A fiscalização exigirá provas documentais de que a empresa gerencia o estresse e o assédio. Assim como no Japão e na Europa, a negligência no Brasil passará a ter um custo jurídico e financeiro.
Como aplicar o “Padrão Internacional” com o Canal de Acolhimento?
Como o RH brasileiro pode aplicar, na prática, o monitoramento japonês e a prevenção europeia?
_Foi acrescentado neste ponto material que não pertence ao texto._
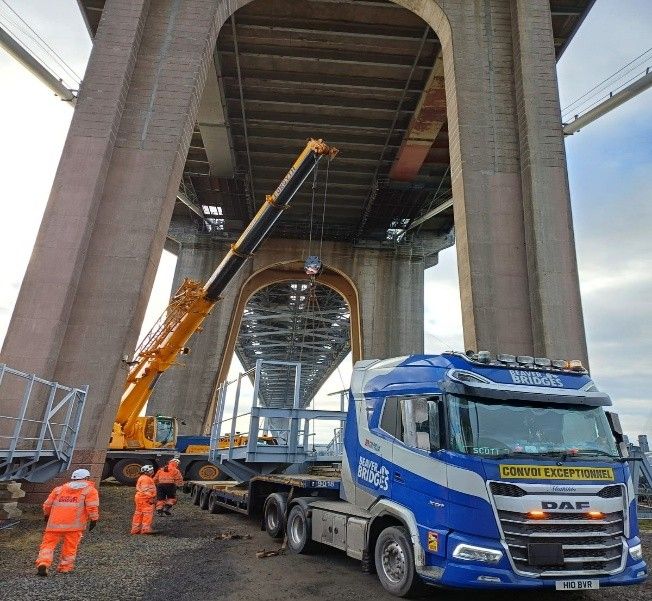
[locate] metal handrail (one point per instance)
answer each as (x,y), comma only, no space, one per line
(38,448)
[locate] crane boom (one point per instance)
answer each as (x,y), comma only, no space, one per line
(193,301)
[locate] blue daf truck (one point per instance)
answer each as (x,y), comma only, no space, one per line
(465,470)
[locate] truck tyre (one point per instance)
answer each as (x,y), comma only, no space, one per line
(196,493)
(127,471)
(107,470)
(274,513)
(395,562)
(203,471)
(204,498)
(213,507)
(299,530)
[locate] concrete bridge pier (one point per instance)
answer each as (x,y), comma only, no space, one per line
(385,295)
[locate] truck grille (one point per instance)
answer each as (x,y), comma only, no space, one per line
(589,546)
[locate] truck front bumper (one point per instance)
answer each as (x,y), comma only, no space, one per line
(477,576)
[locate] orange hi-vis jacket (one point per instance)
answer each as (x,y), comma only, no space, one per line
(145,488)
(71,505)
(170,474)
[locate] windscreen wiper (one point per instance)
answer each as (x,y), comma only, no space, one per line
(600,452)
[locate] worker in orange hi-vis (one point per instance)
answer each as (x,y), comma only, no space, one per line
(67,511)
(167,479)
(145,498)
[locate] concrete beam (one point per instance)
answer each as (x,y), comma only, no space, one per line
(213,126)
(427,121)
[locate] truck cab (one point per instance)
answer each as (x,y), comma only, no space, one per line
(500,472)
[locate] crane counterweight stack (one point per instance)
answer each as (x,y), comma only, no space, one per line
(188,308)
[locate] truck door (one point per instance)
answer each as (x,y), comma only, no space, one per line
(418,478)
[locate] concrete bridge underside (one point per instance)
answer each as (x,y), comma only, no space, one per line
(426,100)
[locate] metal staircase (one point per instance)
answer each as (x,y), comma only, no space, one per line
(39,423)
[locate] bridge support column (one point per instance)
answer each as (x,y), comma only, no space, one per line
(516,256)
(84,295)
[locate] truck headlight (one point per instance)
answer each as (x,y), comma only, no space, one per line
(473,553)
(636,552)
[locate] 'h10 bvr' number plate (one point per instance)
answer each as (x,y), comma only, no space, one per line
(577,585)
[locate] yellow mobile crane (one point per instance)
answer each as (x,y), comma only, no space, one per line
(190,305)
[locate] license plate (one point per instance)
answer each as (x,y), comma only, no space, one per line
(577,585)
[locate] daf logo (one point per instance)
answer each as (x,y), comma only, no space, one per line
(579,505)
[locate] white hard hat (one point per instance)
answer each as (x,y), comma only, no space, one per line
(80,474)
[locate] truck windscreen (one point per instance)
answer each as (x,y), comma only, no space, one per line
(490,428)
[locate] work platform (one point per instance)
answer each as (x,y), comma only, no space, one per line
(276,437)
(39,430)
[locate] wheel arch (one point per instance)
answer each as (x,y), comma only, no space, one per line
(388,513)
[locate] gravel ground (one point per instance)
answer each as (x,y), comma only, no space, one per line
(186,562)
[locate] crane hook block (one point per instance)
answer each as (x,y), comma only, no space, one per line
(313,265)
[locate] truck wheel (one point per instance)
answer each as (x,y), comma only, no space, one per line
(299,530)
(213,507)
(196,493)
(395,562)
(274,514)
(127,471)
(204,497)
(204,471)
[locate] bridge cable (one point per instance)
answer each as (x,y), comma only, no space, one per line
(44,45)
(579,103)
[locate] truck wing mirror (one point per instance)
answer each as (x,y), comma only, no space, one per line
(617,431)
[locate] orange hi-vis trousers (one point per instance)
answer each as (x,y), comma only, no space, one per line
(51,539)
(141,523)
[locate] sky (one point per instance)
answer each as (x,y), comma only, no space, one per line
(609,164)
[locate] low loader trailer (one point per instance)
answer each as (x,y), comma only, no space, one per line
(462,470)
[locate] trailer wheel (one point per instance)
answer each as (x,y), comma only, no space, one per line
(127,471)
(196,493)
(274,514)
(107,469)
(204,471)
(395,562)
(299,530)
(204,497)
(213,506)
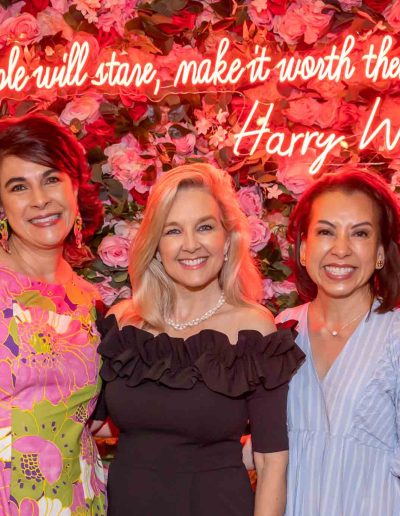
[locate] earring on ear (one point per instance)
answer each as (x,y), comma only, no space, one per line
(78,224)
(4,234)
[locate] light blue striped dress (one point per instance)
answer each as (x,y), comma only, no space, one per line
(344,457)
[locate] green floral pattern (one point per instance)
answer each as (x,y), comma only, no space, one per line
(48,388)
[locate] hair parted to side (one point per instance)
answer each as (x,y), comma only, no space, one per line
(153,290)
(385,282)
(42,140)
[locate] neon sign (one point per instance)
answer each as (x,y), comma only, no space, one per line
(116,70)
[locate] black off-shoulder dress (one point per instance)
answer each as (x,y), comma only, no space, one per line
(181,406)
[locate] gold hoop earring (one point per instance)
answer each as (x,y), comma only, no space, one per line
(4,235)
(78,224)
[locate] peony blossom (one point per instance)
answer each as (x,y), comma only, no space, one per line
(85,109)
(259,233)
(114,251)
(22,29)
(250,200)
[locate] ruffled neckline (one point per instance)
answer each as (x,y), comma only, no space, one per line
(137,356)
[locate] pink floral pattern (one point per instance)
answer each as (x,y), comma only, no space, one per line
(48,386)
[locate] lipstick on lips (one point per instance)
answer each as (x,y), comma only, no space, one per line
(193,263)
(339,272)
(46,220)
A resposta está na tecnologia e na escuta ativa.
O Canal de Acolhimento surge como a ferramenta que materializa essas normas globais dentro da sua empresa:
- Monitoramento: Assim como ferramentas que citamos no modelo japonês, o Canal de Acolhimento permite identificar focos de tensão e sofrimento psíquico em tempo real, através de relatórios gerenciais (anonimizados), antes que virem afastamentos pelo INSS.
- Prevenção e Suporte: Ao oferecer um espaço seguro com psicólogos para escuta, a empresa atua preventivamente, oferecendo suporte antes do agravamento do quadro, alinhando-se às diretrizes de bem-estar integral, assim como vimos que acontece em países europeus.
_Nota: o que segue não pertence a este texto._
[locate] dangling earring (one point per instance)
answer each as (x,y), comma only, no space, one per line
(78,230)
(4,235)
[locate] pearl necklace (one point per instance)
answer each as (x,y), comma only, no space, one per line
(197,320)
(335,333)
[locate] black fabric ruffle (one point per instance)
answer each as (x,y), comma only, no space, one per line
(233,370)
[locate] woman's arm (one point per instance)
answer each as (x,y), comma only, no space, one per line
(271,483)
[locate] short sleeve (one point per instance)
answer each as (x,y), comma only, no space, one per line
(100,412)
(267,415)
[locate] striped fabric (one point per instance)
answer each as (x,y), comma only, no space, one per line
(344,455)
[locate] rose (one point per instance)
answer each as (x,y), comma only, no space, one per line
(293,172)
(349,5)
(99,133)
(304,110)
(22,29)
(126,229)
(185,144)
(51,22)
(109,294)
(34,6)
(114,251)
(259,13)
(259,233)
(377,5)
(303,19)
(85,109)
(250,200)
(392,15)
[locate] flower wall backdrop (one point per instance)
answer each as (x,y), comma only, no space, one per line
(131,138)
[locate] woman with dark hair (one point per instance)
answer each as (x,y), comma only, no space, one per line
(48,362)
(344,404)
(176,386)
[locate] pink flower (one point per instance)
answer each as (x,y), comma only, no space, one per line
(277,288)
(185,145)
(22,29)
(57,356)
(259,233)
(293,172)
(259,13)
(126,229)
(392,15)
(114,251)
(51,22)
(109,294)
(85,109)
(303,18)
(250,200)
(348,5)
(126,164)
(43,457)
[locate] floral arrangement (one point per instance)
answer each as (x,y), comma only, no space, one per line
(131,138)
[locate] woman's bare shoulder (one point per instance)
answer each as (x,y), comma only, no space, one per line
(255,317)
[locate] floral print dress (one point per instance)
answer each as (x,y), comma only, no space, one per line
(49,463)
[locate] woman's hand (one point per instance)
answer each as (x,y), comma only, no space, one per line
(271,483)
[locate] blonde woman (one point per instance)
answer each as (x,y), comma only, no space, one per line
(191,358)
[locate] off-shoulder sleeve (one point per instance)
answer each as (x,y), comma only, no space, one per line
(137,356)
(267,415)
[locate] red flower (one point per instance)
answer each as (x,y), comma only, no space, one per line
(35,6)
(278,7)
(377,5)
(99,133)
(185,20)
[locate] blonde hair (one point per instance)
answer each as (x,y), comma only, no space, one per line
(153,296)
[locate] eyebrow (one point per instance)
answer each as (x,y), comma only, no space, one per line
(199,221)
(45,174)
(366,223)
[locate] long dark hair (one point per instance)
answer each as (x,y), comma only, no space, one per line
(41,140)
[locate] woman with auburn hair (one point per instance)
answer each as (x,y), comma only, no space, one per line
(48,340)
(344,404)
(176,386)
- Conformidade: O registro dos atendimentos e as ações derivadas do Canal servem como evidência técnica de que a empresa cumpre o dever de gerenciar os riscos psicossociais, protegendo o CNPJ de passivos.
Leia mais: NR-1 na Prática: Como Integrar Saúde Mental e Emocional no Ambiente de Trabalho

Conclusão: Saúde Mental é a nova linguagem global dos negócios
Seja em Tóquio, Paris ou São Paulo, a mensagem é a mesma: a sustentabilidade de uma empresa depende da saúde mental de quem a constrói.
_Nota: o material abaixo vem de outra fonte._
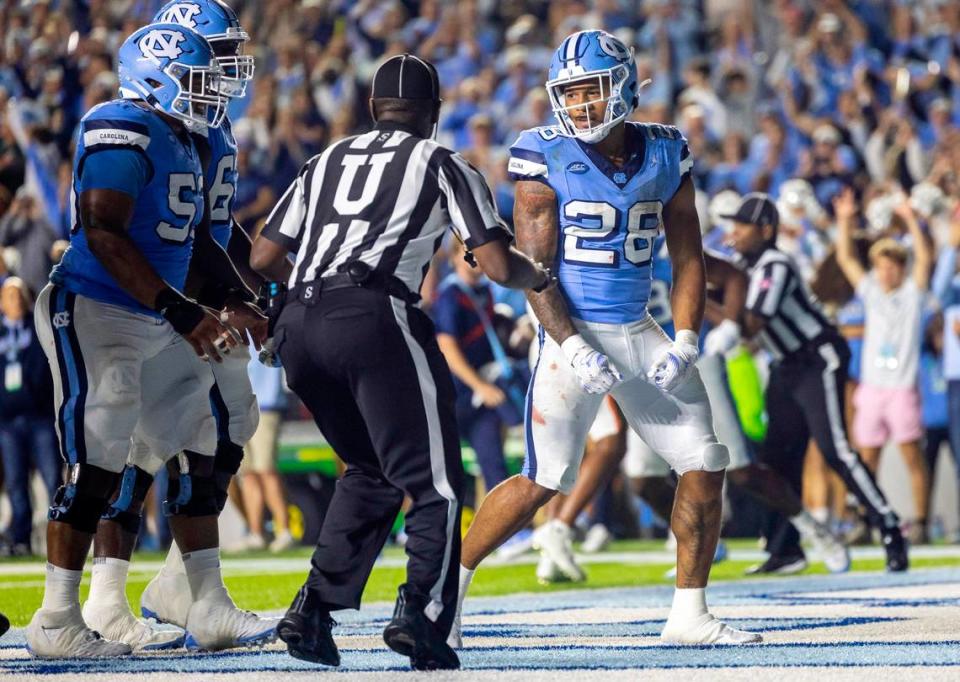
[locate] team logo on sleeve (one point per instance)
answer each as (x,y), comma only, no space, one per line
(162,44)
(182,13)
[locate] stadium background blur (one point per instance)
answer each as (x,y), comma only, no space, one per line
(834,94)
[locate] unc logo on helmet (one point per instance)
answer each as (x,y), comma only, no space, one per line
(160,44)
(600,60)
(183,13)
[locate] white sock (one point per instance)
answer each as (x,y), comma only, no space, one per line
(688,603)
(203,571)
(805,524)
(466,575)
(108,583)
(61,588)
(174,563)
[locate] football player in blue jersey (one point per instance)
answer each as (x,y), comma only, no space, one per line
(189,591)
(113,318)
(591,196)
(650,474)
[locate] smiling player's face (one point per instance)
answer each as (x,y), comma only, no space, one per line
(586,101)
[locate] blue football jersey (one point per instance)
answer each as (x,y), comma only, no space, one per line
(125,147)
(610,216)
(220,178)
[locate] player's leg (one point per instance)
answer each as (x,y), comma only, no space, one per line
(605,446)
(759,481)
(558,416)
(819,395)
(95,353)
(679,427)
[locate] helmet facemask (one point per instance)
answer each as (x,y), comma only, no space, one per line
(199,102)
(609,85)
(237,67)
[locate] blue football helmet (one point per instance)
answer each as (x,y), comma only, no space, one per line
(603,58)
(173,70)
(219,24)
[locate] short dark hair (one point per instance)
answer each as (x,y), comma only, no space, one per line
(397,109)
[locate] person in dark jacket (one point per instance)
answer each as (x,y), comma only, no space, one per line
(27,437)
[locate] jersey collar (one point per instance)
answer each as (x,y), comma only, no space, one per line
(635,154)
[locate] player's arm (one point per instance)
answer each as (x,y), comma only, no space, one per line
(535,220)
(724,316)
(537,227)
(105,216)
(682,230)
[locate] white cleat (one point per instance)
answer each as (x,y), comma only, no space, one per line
(833,553)
(455,638)
(597,539)
(63,634)
(215,623)
(555,540)
(548,572)
(706,629)
(118,624)
(167,599)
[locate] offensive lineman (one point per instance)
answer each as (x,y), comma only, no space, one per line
(591,196)
(189,592)
(113,317)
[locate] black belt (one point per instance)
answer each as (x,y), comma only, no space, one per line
(355,275)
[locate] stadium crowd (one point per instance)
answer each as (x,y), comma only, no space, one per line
(847,113)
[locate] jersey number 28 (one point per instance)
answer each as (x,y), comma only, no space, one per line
(598,220)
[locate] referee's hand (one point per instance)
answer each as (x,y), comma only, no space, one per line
(210,338)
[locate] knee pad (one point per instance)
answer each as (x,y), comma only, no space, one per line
(127,507)
(192,490)
(81,501)
(715,457)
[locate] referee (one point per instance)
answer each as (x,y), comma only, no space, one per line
(365,218)
(808,376)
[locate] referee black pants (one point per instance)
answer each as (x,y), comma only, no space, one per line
(368,367)
(804,400)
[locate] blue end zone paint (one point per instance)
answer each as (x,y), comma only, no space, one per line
(850,654)
(547,654)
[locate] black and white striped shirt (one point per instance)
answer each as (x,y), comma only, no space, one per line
(385,198)
(778,294)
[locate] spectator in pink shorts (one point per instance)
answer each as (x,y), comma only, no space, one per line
(887,402)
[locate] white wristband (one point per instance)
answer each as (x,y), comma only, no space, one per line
(687,337)
(572,345)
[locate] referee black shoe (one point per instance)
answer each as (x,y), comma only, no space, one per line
(896,549)
(779,565)
(307,632)
(410,634)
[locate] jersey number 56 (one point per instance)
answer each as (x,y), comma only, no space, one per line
(597,220)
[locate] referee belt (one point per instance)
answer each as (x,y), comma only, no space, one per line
(310,292)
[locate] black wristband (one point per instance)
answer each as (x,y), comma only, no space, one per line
(182,313)
(543,287)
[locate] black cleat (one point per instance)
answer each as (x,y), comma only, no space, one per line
(307,632)
(410,634)
(896,550)
(779,565)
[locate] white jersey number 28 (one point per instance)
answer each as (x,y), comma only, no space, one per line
(597,220)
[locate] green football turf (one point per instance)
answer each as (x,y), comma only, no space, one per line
(20,594)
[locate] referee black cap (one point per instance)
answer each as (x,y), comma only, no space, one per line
(758,209)
(406,76)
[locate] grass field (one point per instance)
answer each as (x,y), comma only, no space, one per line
(272,589)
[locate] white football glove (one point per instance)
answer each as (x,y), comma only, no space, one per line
(593,369)
(722,338)
(673,364)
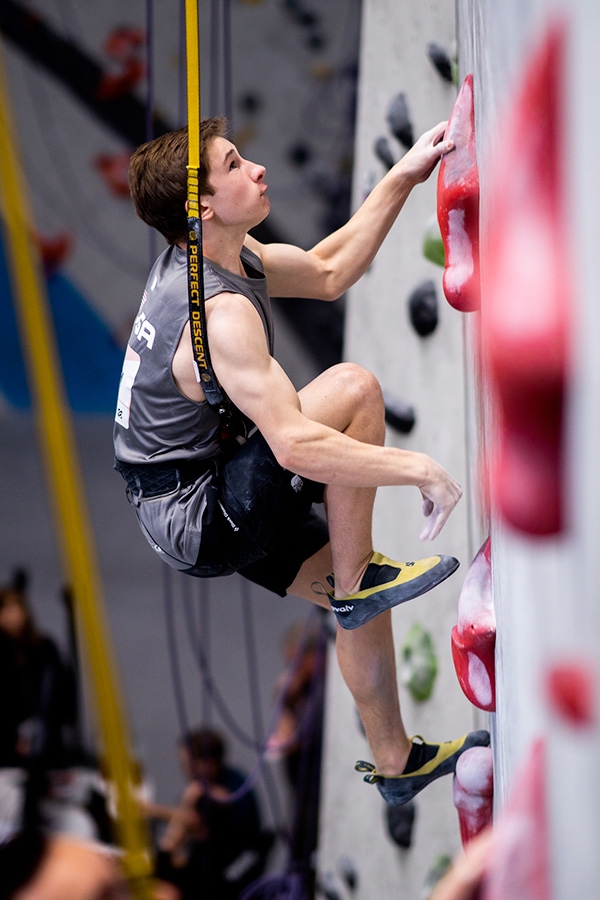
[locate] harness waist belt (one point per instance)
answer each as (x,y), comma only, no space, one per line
(157,479)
O Brasil, infelizmente, ocupa a vice-liderança mundial em Burnout, logo atrás do Japão. Mas temos a oportunidade de mudar esse ranking.
Ao adotar ferramentas sérias de escuta e gestão, como o Canal de Acolhimento, sua empresa não apenas cumpre a lei, mas se posiciona na vanguarda ética e produtiva do mercado global.
Sua empresa está pronta para atingir o padrão internacional de cuidado? Conheça o Canal de Acolhimento da Contato Seguro e transforme a gestão de saúde mental da sua organização.
FAQ
Quais países têm leis rígidas sobre saúde mental no trabalho?
O Japão é pioneiro com a Lei de Saúde e Segurança Industrial, que obriga a verificação de estresse. Na Europa, países como França, Portugal e Bélgica possuem legislações avançadas sobre riscos psicossociais e o “direito à desconexão”.
Como funciona a verificação de estresse no Japão?
Conhecido como “Stress Check Program”, é um sistema obrigatório para empresas com mais de 50 funcionários. Os trabalhadores respondem a questionários anuais. Se o estresse for alto, a empresa deve oferecer consulta médica e reduzir a carga horária ou mudar as funções do colaborador.
O que diz a legislação europeia sobre Burnout?
A Europa trata o Burnout e o estresse através de Diretivas-Quadro de Segurança e Saúde. O foco é a prevenção dos riscos na origem (organização do trabalho). A BusinessEurope e sindicatos pressionam por diretrizes que tratem os riscos psicossociais com o mesmo rigor dos riscos físicos.
O Brasil segue quais normas internacionais?
A NR-1 brasileira está alinhada aos princípios da OIT (Organização Internacional do Trabalho) e da ISO 45003, que é a primeira norma global a fornecer diretrizes para o gerenciamento de riscos psicossociais dentro do sistema de gestão de saúde e segurança ocupacional.